Three Griffith University scholars are shining a light on the state’s untold stories after receiving prestigious fellowships at the State Library of Queensland.
The State Library’s Queensland Memory Awards have awarded a total of $60,000 to researchers to provide new insight into the library’s archival collections and further knowledge about the state’s history.
Honouring female guardians of the Great Barrier Reef
The $20,000 John Oxley Library Fellowship was awarded to Griffith University Associate Professor Kerrie Foxwell-Norton and Monash University’s Dr Deb Anderson for their joint project, The Women of the Great Barrier Reef: The Untold Stories of Environmental Conservation in Queensland.
The project will highlight the significant role women have played in the conservation of the Great Barrier Reef in Queensland.
Associate Professor Foxwell-Norton was inspired after stumbling across an archival newspaper story about 19-year-old Terri Ridgway, who left her secretarial job in Brisbane in the 1960s to live on a remote island off the North Queensland coast, where she documented local marine species.
“This fellowship is about investigating these stories of the passionate, fierce, intelligent women who have been influential and who have cared for the reef,” she said.
“It really does matter how we remember these important nature superstars in Australia.
“We are so excited to discover what stories we will find and to tell those stories of women and their contribution to Queensland.”
The pair hope to produce a series of oral histories, a podcast and book.
Associate Professor Foxwell-Norton said it was important to elevate and amplify women’s role in the conservation movement as the world faced unprecedented ecological and climate crises.
Revealing Queensland’s forgotten Indigenous history
Queensland College of Art postdoctoral fellow Dr Fiona Foley has won the inaugural Monica Clare Research Fellowship.
The fellowship is named for political activist and author Monica Clare, who was the first Aboriginal woman to publish a novel. It is designed to explore Queensland’s Aboriginal and Torres Strait Islander cultures using the State Library’s collections.

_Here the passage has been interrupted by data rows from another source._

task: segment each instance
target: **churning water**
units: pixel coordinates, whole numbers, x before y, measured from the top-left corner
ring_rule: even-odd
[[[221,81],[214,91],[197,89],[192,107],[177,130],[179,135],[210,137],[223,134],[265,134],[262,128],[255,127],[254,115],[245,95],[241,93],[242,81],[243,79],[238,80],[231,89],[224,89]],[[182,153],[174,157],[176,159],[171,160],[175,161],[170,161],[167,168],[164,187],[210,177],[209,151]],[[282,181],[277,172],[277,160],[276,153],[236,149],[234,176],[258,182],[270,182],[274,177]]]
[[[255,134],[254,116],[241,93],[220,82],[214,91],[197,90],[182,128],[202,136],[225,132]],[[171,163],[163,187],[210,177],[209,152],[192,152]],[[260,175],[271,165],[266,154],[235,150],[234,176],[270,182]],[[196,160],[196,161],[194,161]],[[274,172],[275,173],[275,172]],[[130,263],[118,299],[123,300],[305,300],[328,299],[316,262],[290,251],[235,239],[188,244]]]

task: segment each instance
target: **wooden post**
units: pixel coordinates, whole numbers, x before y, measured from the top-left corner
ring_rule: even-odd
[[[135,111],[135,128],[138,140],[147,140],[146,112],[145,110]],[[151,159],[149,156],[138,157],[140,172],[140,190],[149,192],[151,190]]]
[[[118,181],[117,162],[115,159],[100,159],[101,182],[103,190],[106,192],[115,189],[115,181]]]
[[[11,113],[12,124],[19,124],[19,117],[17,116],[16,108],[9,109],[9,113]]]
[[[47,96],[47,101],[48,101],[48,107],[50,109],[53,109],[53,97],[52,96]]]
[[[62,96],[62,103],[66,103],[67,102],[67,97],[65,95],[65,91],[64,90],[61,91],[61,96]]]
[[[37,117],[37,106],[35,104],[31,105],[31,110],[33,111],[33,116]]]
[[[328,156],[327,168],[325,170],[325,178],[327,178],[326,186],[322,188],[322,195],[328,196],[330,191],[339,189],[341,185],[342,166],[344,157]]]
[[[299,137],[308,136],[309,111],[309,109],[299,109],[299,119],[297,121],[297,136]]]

Dr Foley, who will join the QCA’s fine art faculty in August, intends to use the fellowship to explore the Queensland’s first experiment in racial segregation.
She will research the stories of 52 Badtjala people taken from Maryborough to Fraser Island’s Bogimbah Creek Mission in the late 1800s and hopes to publish a series of essays and create a new photographic series, The Magna Carta Tree.
“I feel very honoured to be the first recipient of this fellowship, and it’s important acknowledgement that my research is important and valued,” she said.
“There is a need to bring this hidden history to the fore – the Badtjala people are missing from this Queensland narrative.”
Celebrating a distinctly Queensland voice
Queensland Conservatorium popular music lecturer Narelle McCoy has received the Letty Katts Award.
Ms McCoy will use the State Library’s collections to research Queensland-born composer Letty Katts, the first Australian to have an original song in the pop hit parade in the 1950s.
“Her music provided a distinctly Australian voice to a scene dominated by American culture,” Ms McCoy said.
“This project aims to reclaim her position as a successful creator of popular music in an era when female composers were rare.
“Letty often said that musicians should be heard and not seen, but this belies the determination and tenacity she showed in her dealings with the predominantly male music industry.”